Vous avez aussi connu beaucoup de pilotes. Selon vous, quelle est la chose la plus importante dans la relation technicien-pilote ?
« L’important dans la relation technicien-pilote, c’est avant tout la confiance sur le plan technique. Il n’y a rien de mieux pour un pilote que d’être capable d’expliquer à son technicien ce qui se passe et d’être convaincu qu’il va le résoudre. Pour le technicien, c’est la même chose : si vous savez que le pilote peut vous expliquer ce qu’il a vraiment ressenti sur la moto et qu’il est clair sur ce dont il a besoin pour aller vite, cela vous aide à prendre immédiatement la bonne direction. La confiance mutuelle est importante ».

Quels souvenirs vous viennent à l’esprit à propos de votre passage au sein du Repsol Honda Team avec Alex Barros ?

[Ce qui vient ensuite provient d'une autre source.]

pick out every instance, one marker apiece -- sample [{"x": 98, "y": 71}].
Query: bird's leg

« Quand Barros était dans l’équipe, les résultats n’arrivaient jamais vraiment. Il avait subi une opération en hiver, nous avons raté toute la pré-saison, et quand la saison a commencé, les résultats n’ont pas été ce qui était prévu. Par-dessus tout, ce dont je me souviens le mieux, c’est de la relation avec l’équipe. Je n’y suis resté qu’un an, mais nous nous connaissions déjà, puisque nous avions Repsol comme deuxième sponsor dans d’autres équipes, et j’ai toujours cette excellente relation avec de nombreuses personnes de l’équipe. Ça fait 15 ans et ça dure toujours ».

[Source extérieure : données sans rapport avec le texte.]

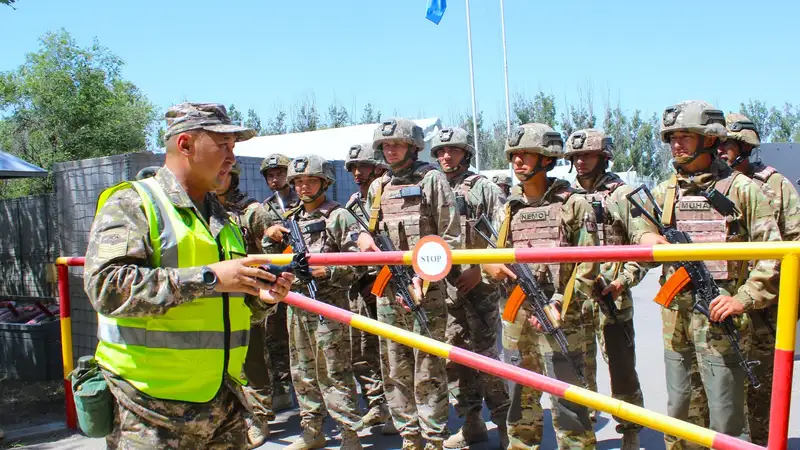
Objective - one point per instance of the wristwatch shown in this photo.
(209, 278)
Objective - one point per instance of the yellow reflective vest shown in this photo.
(183, 354)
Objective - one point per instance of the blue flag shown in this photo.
(436, 10)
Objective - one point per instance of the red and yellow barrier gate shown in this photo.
(784, 349)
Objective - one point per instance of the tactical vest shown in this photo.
(607, 233)
(540, 227)
(695, 216)
(405, 214)
(314, 229)
(469, 214)
(183, 354)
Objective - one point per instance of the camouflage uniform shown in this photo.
(365, 348)
(319, 350)
(558, 219)
(276, 335)
(689, 335)
(414, 381)
(473, 319)
(616, 226)
(786, 206)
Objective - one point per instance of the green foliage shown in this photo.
(68, 102)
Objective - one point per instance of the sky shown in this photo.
(267, 55)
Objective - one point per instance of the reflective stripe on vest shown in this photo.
(182, 354)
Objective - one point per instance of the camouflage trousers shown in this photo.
(619, 355)
(415, 382)
(321, 369)
(365, 351)
(689, 336)
(266, 366)
(143, 422)
(541, 351)
(472, 324)
(762, 349)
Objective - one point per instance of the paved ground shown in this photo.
(651, 371)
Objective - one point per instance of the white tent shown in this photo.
(331, 144)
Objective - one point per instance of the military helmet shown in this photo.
(312, 166)
(453, 137)
(275, 161)
(535, 138)
(398, 129)
(364, 154)
(502, 179)
(147, 172)
(694, 116)
(742, 129)
(589, 140)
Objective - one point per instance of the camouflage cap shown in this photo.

Le Championnat du Monde a beaucoup changé. Qu’est-ce qui vous manque et qu’est-ce que vous avez maintenant et auriez aimé avoir quand vous avez commencé ?
« Beaucoup de choses me manquent. Le plan technique et le côté manuel des choses. Les choses que vous avez faites, que vous avez pu inventer et tester, ce qui est maintenant impossible à cause du fonctionnement de la moto. Quand j’ai commencé, j’aurais aimé pouvoir inventer plus de choses, parce que le problème, avec les bancs d’essais et quand on développe une moto, c’est qu’on casse beaucoup de choses, parce que tout ne fonctionne pas. Pour de petites équipes, comme JJ Cobas quand j’ai commencé, c’était difficile. C’était fait et bien fait puisque nous avons gagné le Championnat du Monde, mais il fallait toujours éviter le risque d’explosion d’un moteur, car c’était un gros problème pour l’équipe. J’aurais également aimé pouvoir voyager aussi facilement qu’aujourd’hui. Quand j’ai commencé, il fallait utiliser une camionnette ou une voiture, ce qui signifiait passer beaucoup de temps loin de chez soi, traverser les frontières, etc. Maintenant, il est plus facile de rentrer chez soi ».